Model Capabilities

Custom Voices

View as Markdown

Clone a voice from a short reference clip and use it anywhere a built-in voice works. Upload an audio sample and immediately start using it in our TTS and Voice Agent APIs.

Custom Voices is currently only available in the United States, with the exception of Illinois.

How to Use Custom Voices

After creating a voice in the console, click the three-dot menu on the voice card and select Copy Voice ID. If you created a custom voice via the API (Enterprise only), the voice_id is returned in the response.

Custom voices are interchangeable with built-in voices across all voice APIs. Pass your voice_id to any of:

  • POST /v1/tts
  • wss://api.x.ai/v1/tts
  • wss://api.x.ai/v1/realtime

Built-in voices remain available through GET /v1/tts/voices. Custom voices are returned by GET /v1/custom-voices only — they will not appear in the built-in voice list. Your custom voices are scoped to your team and are never available to other users.


Recording Your Reference Audio

Create a custom voice by cloning a reference clip up to 120 seconds long. For best results:

  • Record in a quiet setting, ideally with a high-quality microphone.
  • Read naturally. If it sounds like you're reading a script, the resulting voice will match this behavior.
  • Longer is better. Clips under 30 seconds may lack detail.

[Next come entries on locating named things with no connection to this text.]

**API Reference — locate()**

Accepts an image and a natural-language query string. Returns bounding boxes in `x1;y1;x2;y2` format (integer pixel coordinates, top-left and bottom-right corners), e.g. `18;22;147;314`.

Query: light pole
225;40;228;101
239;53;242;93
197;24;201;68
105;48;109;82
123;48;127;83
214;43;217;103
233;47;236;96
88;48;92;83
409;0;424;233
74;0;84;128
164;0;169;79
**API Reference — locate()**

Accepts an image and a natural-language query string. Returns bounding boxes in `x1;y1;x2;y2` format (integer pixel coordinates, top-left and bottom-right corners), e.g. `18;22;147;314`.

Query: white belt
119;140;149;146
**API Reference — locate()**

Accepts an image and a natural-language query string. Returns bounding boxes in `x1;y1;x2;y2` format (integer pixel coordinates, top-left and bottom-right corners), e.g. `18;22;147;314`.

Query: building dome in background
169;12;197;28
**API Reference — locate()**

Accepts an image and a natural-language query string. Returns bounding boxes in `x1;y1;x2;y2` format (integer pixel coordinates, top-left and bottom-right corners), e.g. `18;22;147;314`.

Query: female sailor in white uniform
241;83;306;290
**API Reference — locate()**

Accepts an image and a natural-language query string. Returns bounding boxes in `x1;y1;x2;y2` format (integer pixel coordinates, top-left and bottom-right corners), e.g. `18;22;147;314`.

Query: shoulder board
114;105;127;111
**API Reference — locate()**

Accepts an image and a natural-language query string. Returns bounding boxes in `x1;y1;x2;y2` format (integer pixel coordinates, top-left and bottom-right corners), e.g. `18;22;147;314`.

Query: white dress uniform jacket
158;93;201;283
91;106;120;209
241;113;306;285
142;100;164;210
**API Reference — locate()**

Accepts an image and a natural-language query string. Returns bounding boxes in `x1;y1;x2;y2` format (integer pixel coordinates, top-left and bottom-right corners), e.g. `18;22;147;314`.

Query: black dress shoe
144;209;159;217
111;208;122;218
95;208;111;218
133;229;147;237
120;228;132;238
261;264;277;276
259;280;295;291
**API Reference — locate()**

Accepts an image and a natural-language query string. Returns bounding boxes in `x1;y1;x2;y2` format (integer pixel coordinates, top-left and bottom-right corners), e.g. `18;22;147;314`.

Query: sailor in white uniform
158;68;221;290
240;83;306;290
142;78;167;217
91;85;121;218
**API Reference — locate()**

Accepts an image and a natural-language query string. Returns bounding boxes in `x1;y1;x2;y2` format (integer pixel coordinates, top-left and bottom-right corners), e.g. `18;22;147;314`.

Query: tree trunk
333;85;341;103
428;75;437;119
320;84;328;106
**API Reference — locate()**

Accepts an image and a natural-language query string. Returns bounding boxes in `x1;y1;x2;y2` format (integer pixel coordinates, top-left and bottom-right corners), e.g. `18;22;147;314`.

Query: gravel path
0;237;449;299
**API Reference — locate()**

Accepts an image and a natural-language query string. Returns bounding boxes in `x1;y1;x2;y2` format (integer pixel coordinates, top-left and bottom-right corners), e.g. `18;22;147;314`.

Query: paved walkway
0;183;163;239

Aim for 90–120 seconds for the best results.
  • Speak expressively. The resulting voice will match the expressiveness of your recording.

What to record

The model picks up not just the timbre but the delivery patterns of the reference clip. For best results, match the recording to the content you intend to generate:

  • Customer support — Record realistic support exchanges including greetings, holds, troubleshooting steps, and sign-offs.
  • Audiobook narration — Read a few paragraphs of prose with the pacing and inflection intended for the final output.
  • Conversational assistant — Record natural, unscripted speech such as explaining a topic to a friend.
  • News or documentary — Read a short article in a natural broadcast voice.

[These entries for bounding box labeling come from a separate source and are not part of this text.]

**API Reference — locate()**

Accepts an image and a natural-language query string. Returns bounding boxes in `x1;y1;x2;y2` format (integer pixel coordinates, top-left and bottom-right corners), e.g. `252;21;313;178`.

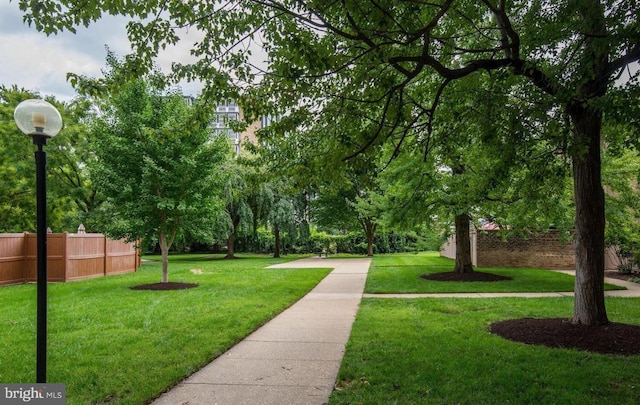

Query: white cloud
0;2;202;100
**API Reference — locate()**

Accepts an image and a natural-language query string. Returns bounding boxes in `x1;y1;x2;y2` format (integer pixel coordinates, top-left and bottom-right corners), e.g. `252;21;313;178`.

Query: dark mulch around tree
420;271;513;282
131;282;198;291
489;318;640;355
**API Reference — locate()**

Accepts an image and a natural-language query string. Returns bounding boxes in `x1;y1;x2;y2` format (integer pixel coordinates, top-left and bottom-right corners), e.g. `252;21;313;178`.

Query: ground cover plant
365;252;624;294
0;255;330;405
330;297;640;405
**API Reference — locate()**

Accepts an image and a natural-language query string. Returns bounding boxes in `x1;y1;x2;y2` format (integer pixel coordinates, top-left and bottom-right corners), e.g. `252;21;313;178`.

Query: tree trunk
361;219;377;257
225;232;236;259
569;104;609;325
273;225;280;257
453;214;473;273
158;232;169;283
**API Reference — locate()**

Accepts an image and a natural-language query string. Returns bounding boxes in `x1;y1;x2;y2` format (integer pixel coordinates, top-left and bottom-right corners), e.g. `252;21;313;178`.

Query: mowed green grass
0;255;330;404
365;252;624;294
330;297;640;405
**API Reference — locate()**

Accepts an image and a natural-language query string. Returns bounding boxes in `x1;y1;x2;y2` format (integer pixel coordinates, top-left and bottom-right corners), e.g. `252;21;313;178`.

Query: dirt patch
131;282;198;291
420;271;513;282
489;318;640;355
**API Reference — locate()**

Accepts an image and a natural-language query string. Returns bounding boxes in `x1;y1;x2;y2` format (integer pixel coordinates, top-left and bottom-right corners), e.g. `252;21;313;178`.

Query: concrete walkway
153;257;640;405
153;257;371;405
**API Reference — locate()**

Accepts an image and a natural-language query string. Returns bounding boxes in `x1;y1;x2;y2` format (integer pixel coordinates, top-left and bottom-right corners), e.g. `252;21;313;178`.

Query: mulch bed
489;318;640;355
420;271;640;356
131;282;198;291
420;271;513;282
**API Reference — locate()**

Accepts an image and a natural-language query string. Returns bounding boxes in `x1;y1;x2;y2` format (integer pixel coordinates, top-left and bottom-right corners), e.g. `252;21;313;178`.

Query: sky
0;1;201;101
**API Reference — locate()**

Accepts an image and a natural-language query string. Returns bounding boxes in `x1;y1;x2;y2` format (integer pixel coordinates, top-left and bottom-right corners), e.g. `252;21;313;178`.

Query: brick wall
476;231;575;270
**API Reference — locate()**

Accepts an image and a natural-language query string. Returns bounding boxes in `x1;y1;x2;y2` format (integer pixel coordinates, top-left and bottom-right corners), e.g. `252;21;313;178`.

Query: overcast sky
0;2;200;101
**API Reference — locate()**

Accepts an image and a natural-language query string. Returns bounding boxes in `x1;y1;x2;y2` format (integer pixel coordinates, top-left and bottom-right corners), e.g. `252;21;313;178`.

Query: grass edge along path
0;256;331;405
330;297;640;405
365;252;625;294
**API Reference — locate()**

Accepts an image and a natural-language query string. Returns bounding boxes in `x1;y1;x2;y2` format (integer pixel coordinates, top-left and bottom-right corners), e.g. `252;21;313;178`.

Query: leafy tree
602;148;640;272
48;98;106;232
92;79;229;283
20;0;640;325
214;159;253;259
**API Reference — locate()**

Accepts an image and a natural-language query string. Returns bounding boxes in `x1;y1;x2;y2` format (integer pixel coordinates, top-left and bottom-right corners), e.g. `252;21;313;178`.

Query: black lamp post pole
32;133;47;383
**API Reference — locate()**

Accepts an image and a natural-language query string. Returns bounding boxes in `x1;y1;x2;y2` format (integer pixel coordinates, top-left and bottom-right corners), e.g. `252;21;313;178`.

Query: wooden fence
440;229;620;270
0;232;140;285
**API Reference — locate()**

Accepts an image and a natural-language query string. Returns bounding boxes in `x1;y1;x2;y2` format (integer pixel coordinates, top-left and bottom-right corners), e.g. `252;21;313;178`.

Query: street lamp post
13;99;62;383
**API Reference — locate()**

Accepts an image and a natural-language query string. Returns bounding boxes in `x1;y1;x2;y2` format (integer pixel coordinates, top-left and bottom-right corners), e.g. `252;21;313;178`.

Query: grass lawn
330;297;640;405
0;255;330;404
365;252;624;294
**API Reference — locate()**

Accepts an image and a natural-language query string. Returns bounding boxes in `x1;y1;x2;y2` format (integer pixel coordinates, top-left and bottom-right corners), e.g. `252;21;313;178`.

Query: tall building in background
183;96;262;153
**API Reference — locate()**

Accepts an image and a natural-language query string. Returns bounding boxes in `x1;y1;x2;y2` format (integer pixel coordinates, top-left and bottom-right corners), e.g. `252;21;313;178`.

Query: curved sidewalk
153;257;371;405
153;257;640;405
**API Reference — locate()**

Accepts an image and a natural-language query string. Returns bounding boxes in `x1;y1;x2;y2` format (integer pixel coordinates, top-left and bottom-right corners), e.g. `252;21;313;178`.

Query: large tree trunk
453;214;473;273
360;219;377;257
273;225;280;257
569;105;609;325
158;232;169;283
225;232;236;259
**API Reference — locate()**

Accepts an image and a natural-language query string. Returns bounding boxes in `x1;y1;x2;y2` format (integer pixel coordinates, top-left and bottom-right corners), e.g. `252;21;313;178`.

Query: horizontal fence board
0;233;140;285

A recording that reflects your intended use case will produce better results than a polished but unrelated sample.

Recording setup

  • Microphone. A studio condenser or quality USB microphone is recommended. Phone earbuds are usable but introduce noticeable noise.
  • Pop filter. Recommended. Plosive sounds (p, b) are reproduced as audible thumps without one.
  • Room treatment. Record in a small, soft-furnished room. Hard-walled rooms produce echo and reverb that will be reproduced in the resulting voice.
  • Single speaker. The recording should contain only one voice with no background music or sound effects.
  • Background noise. Silence the room. Turn off HVAC, fans, and notifications. Background noise will be cloned along with the voice.

Create a Custom Voice

Get started in the console — create up to 30 custom voices for free and use them immediately across all voice APIs.

API Quick Start

The POST /v1/custom-voices endpoint is gated to teams on an Enterprise plan. Contact our team to enable API access.

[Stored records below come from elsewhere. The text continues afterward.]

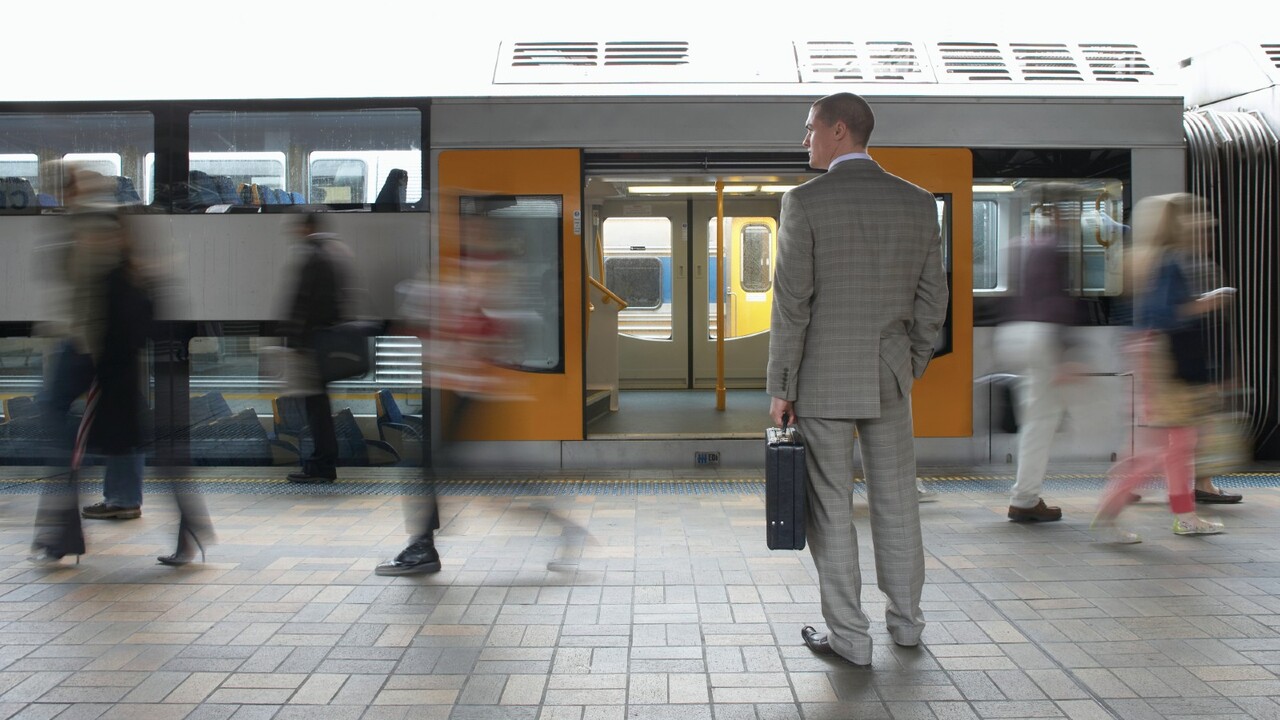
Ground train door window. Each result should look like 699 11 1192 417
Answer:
973 178 1126 296
0 111 155 213
600 217 672 340
740 224 773 292
460 195 564 373
188 108 422 211
707 217 777 340
973 192 1005 291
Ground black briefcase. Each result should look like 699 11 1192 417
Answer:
311 320 379 384
764 425 809 550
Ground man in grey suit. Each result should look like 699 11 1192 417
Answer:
768 92 947 665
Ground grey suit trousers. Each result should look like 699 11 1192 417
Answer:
796 360 924 664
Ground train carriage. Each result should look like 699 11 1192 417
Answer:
0 40 1185 468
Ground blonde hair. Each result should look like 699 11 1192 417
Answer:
1129 192 1206 293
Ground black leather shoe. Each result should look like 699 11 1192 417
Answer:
374 541 440 575
1196 489 1244 505
1009 498 1062 523
800 625 870 667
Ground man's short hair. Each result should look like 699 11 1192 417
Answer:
813 92 876 147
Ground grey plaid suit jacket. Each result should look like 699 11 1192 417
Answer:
767 159 947 419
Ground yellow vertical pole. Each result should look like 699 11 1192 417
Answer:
716 178 726 410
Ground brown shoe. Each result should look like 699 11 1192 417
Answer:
1009 497 1062 523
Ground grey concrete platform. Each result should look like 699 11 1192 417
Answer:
0 466 1280 720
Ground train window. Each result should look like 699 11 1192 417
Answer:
973 178 1126 296
741 224 773 292
458 195 564 373
189 109 422 211
600 217 672 340
604 255 662 310
308 150 422 210
973 197 1005 290
0 111 155 213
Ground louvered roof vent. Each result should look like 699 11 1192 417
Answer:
1262 42 1280 70
494 40 690 83
795 40 936 82
934 42 1155 82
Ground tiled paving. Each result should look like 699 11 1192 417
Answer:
0 468 1280 720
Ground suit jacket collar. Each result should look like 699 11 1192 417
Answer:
827 150 872 170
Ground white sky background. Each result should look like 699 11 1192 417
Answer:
0 0 1280 100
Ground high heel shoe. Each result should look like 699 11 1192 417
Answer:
156 530 205 568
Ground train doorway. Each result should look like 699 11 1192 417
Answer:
584 149 973 439
589 178 800 389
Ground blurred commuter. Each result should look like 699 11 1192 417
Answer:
375 233 516 575
374 168 408 213
1094 193 1231 542
767 92 947 665
33 165 151 561
280 213 352 483
995 184 1083 523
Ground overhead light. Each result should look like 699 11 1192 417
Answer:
627 184 760 195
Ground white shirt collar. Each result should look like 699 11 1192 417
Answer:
827 152 872 170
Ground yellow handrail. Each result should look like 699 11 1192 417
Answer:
716 178 728 410
586 275 627 311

Create a custom voice from a reference audio file, then synthesize speech with it:

import os
import requests

# 1. Create the voice.
with open("reference.wav", "rb") as f:
    create = requests.post(
        "https://api.x.ai/v1/custom-voices",
        headers={"Authorization": f"Bearer {os.environ['XAI_API_KEY']}"},
        files={"file": ("reference.wav", f, "audio/wav")},
        data={
            "name": "Friendly Narrator",
            "language": "en",
            "gender": "female",
            "tone": "warm",
            "use_case": "narration",
        },
    )
create.raise_for_status()
voice_id = create.json()["voice_id"]

# 2. Synthesize speech with it.
speech = requests.post(
    "https://api.x.ai/v1/tts",
    headers={
        "Authorization": f"Bearer {os.environ['XAI_API_KEY']}",
        "Content-Type": "application/json",
    },
    json={
        "text": "Hello! This audio was synthesized using my custom voice.",
        "voice_id": voice_id,
        "language": "en",
    },
)
speech.raise_for_status()
with open("hello.mp3", "wb") as f:
    f.write(speech.content)

Endpoints

All endpoints sit under https://api.x.ai/v1/custom-voices and authenticate with a Bearer API key.

Create a custom voice

POST /v1/custom-voices with multipart/form-data. Only file is required.

FieldTypeRequiredDescription
filebinaryyesReference audio. Max 120 s.
namestringDisplay name.
descriptionstringFree-text description.
genderstringmale, female, or neutral.
accentstringFree text (e.g. British, American).
agestringyoung, middle-aged, or old.
languagestringISO 639 (en) or BCP-47-style (en-US, zh-CN). Region must be uppercase.
use_casestringconversational, narration, characters, educational, advertisement, social_media, entertainment.
tonestringwarm, casual, professional, friendly, authoritative, expressive, calm.

The following formats and settings are recommended for the uploaded reference file:

SettingRecommendation
Codec.wav (uncompressed PCM) is recommended. MP3, FLAC, OGG, Opus, M4A, AAC, MKV, and MP4 are also accepted, but lossy formats may introduce compression artifacts that are reproduced in the resulting voice.
Sample rate24 kHz recommended. Higher rates (44.1 kHz, 48 kHz) are downsampled server-side. Lower rates result in reduced fidelity.
Bit depth16-bit PCM is sufficient. 24-bit is also supported.
ChannelsMono recommended. Stereo files are downmixed automatically, but recording in mono avoids potential phase artifacts.

Length

  • No minimum, 120s maximum. Clips of any length up to 120 seconds are accepted; longer clips are rejected with 400.
  • 90+ seconds recommended. Longer clips capture more prosody and intonation variety, producing a more natural and expressive voice.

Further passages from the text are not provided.